Vi a foto de um fusca velho certa vez, no blog da Alcinea e achei bacana. Lembrou uma história que aconteceu comigo, quando adquiri um fusca, no longínquo ano de 1988. O carro me quebrou um galhão quando comprei, mas depois….

Saía no fusca pela manhã e retornava só pela noite, já com a necessidade de manter os faróis acesos. O problema é que o bicho tinha uma pane eterna e sem solução na parte elétrica, e aí já viu: era ligar os faróis e o carro começava a querer parar.

Tempos de solteiro, morava só, e por isso mesmo os problemas do carro eram enfrentados com bom humor, quase alegria. Afinal, aquele era o meu primeiro carro!!!

Mas a coisa foi ficando cada vez mais difícil. Parece que o carro tinha vida, e por má vontade, toda vez que chegava na cabeceira da ponte da Lagoa dos Índios (isso mesmo, havia uma ponte de madeira ali), o bicho empacava e não saía do lugar.

Naquela época, morar onde eu morava (e moro até hoje) era como morar no interior. Após a 19hs a coisa mais difícil era passar uma viva alma para ajudar um pobre coitado a empurrar um carro, por esse motivo, eu era obrigado a usar da criatividade.

No local onde hoje está estabelecida a Choperia da Lagoa, funcionava o depósito do supermercado Brunswick, e no terreno do supermercado havia uma maloca, um belo campo de futebol gramado e um caseiro, que permitia que os moradores da região jogassem futebol todas as tardes.

Ressalte-se que o meu bairro na época em que fui morar lá era quase uma “Cidade de Deus”: não tinha ônibus, não tinha água, não tinha escola, não tinha asfalto, não existia celular e nem telefone nas casas, o que praticamente obrigava-nos a uma missão diária: jogar futebol no campo do Brunswick.

Desse modo, tínhamos com o caseiro quase uma irmandade. Por isso, toda vez que o fusca ficava no prego na cabeceira da ponte, eu empurrava o “bichinho” até a frente do depósito do Brunswick e gritava: HEI CASEIRO!!! Então o meu amigo vinha até a margem da estrada e me ajudava a empurrar o “bichinho” até a parte interna do depósito, deixando-o em local seguro.

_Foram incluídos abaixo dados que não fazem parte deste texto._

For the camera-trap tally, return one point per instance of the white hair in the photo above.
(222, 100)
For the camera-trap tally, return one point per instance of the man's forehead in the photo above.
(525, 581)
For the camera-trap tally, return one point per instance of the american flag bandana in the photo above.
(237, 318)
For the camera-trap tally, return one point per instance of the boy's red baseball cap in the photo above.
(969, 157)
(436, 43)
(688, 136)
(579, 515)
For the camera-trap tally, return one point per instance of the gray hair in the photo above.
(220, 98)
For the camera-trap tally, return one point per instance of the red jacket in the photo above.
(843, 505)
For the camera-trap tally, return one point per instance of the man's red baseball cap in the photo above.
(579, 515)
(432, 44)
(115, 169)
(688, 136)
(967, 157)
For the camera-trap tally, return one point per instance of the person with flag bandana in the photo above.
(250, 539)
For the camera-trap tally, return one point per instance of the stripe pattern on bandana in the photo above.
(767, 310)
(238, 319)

No dia seguinte, quase diariamente, chamava o filho do vizinho dos fundos da minha casa (um fera em curiosidade na eletricidade de autos), que fazia uma gambiarra (desculpe amigo, mas era isso mesmo) e o “bichinho” já estava pronto para outra (até a noite).

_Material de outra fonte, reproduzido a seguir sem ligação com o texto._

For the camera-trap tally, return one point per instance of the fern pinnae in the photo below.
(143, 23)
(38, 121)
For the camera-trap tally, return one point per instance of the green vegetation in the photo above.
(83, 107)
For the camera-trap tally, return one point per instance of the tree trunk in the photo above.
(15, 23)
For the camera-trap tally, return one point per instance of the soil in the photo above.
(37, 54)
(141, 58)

Mas um dia a coisa cansou, e eu então comecei a querer me livrar do meu fusquinha. Foi então que meu amigo Gama, que trabalhava na CEA comigo, se engraçou do possante e me fez uma proposta irrecusável (qualquer proposta seria irrecusável!!).

Vendi o carro para o Gama, que ao sair da CEA esnobou um pedido de carona de nosso colega Ary Caxias (já falecido), só porque Ary gostava de tomar umas e outras antes e depois do trabalho.

O papo foi mais ou menos assim:

– Carrão em Gama? Me deixa lá em casa..

– Dá um tempo Ary. Pensa que esse é pra andar qualquer um? dá teu jeito…a parada é bem ali…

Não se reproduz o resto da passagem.